One can also order Ipoh-style chee cheong fun, which comes with a choice of dressing: the typical sweet bean sauce dressing - paler than Penang-style chee cheong fun (with its sharp dark sauce and pungent fermented prawn paste), and blander than its close cousin, the KL-style chee cheong fun.
One can also order “chee cheong fun” with a savory braised mushroom sauce, which actually tasted much nicer than the sweet bean sauce version.
Malaysian chee cheong fun evolved differently from its Hong Kong counterpart. But, even then, each Malaysian state has its own slight variant:
The piece de resistance at Moon de Moon, of course, has to be the kai see hor fun, which finally arrived after 45 minutes. The hor fun noodles here seemed to be translucent, rather than the opaque version one finds in every other “kai see hor fun” spot in town.

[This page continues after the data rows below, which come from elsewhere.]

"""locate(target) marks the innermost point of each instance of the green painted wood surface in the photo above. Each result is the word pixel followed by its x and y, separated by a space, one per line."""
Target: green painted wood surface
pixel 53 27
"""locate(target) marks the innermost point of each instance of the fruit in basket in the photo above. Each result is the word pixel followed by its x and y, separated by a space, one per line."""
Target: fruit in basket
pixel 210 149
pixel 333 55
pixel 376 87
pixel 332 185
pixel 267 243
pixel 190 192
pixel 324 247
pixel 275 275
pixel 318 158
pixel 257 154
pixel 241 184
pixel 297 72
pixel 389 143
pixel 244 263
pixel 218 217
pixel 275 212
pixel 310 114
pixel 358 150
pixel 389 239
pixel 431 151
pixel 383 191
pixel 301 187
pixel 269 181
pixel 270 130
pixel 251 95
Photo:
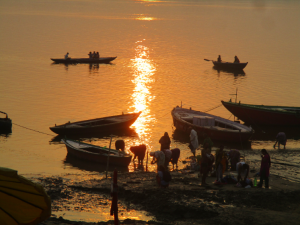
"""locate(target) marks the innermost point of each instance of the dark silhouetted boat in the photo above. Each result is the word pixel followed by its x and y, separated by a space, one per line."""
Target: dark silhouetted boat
pixel 205 124
pixel 229 65
pixel 264 114
pixel 84 60
pixel 5 123
pixel 98 125
pixel 94 153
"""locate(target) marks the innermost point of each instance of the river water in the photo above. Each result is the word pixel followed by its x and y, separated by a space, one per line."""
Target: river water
pixel 160 48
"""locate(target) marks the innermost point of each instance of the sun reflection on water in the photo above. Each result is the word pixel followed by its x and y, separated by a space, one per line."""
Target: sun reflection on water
pixel 143 71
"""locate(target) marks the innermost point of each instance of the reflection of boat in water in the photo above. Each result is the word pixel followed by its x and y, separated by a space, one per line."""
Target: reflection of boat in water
pixel 269 132
pixel 264 114
pixel 119 134
pixel 182 137
pixel 215 127
pixel 84 60
pixel 91 166
pixel 103 124
pixel 96 153
pixel 5 124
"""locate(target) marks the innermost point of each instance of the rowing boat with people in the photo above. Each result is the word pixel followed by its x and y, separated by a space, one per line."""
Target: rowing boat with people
pixel 98 125
pixel 84 60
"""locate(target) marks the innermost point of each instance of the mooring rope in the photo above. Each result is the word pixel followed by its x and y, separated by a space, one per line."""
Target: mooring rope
pixel 32 129
pixel 214 108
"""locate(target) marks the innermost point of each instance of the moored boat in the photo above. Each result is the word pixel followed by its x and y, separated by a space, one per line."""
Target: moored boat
pixel 84 60
pixel 205 124
pixel 98 125
pixel 5 123
pixel 96 153
pixel 264 114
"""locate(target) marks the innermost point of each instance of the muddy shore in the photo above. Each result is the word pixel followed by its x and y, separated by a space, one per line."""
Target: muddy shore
pixel 184 202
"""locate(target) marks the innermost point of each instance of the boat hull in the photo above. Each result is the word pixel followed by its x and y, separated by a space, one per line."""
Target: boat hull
pixel 95 126
pixel 214 134
pixel 265 116
pixel 84 60
pixel 229 65
pixel 95 157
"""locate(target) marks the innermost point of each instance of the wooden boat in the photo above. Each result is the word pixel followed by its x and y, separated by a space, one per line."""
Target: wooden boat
pixel 264 114
pixel 215 127
pixel 5 123
pixel 96 153
pixel 84 60
pixel 229 65
pixel 98 125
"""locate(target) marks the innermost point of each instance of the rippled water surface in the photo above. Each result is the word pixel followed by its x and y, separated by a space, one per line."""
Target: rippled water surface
pixel 160 48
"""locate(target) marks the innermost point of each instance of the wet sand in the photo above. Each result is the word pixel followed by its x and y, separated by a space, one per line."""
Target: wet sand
pixel 184 202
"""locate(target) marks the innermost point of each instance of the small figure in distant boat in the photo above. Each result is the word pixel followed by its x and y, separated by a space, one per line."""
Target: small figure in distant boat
pixel 165 142
pixel 280 139
pixel 67 55
pixel 264 168
pixel 175 156
pixel 193 141
pixel 234 156
pixel 236 59
pixel 163 177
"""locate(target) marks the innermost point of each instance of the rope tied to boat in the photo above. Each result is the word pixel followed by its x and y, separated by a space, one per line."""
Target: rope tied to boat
pixel 33 129
pixel 214 108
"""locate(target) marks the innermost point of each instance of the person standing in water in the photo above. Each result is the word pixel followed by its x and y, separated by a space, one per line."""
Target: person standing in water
pixel 165 142
pixel 264 168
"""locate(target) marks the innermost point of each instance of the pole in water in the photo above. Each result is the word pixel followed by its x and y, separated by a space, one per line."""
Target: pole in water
pixel 108 155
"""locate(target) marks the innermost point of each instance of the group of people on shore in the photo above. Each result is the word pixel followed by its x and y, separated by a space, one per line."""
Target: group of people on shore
pixel 219 163
pixel 236 59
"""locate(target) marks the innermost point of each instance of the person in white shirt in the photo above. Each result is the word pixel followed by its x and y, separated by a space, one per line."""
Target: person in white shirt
pixel 243 171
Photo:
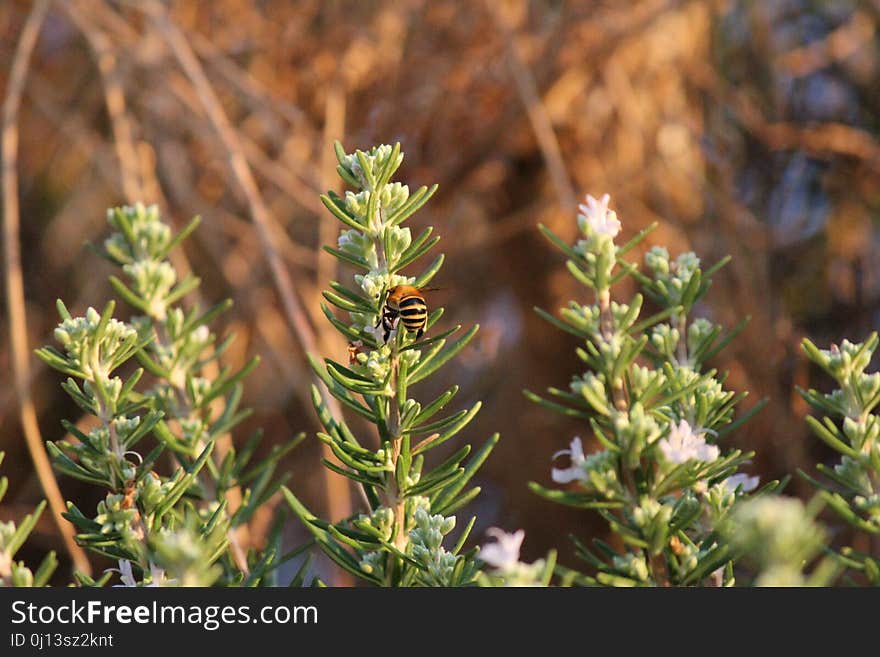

The rendition here seemed to have a much stronger prawn flavor, overwhelming the chicken component in the broth, rather than the well-balanced prawn-chicken taste which characterizes this dish at both Thean Chun and Loke Wooi Kee. Moon de Moon’s version is also almost cloyingly sweet. Oh well, Ipohians’ taste preference, I suppose.
A must-not-miss side dish to order here, IMO, are the Foochow/Hockchiew fishballs, which have minced pork filling. We ordered a bowl of the Foochow fishballs, and some pork-meat balls - both types were very tasty.
It’s almost impossible to find “bad” coffee in Ipoh, and the white coffee here at Moon de Moon was also of exceptionally high quality: aromatic and full-bodied.
Moon de Moon
148, Hala Wah Keong, Taman Mirindi
31400 Ipoh, Perak, Malaysia
Tel: +6012-516 0485
Opening hours: 7am to 1pm Wed to Sun. Closed on Mon & Tue.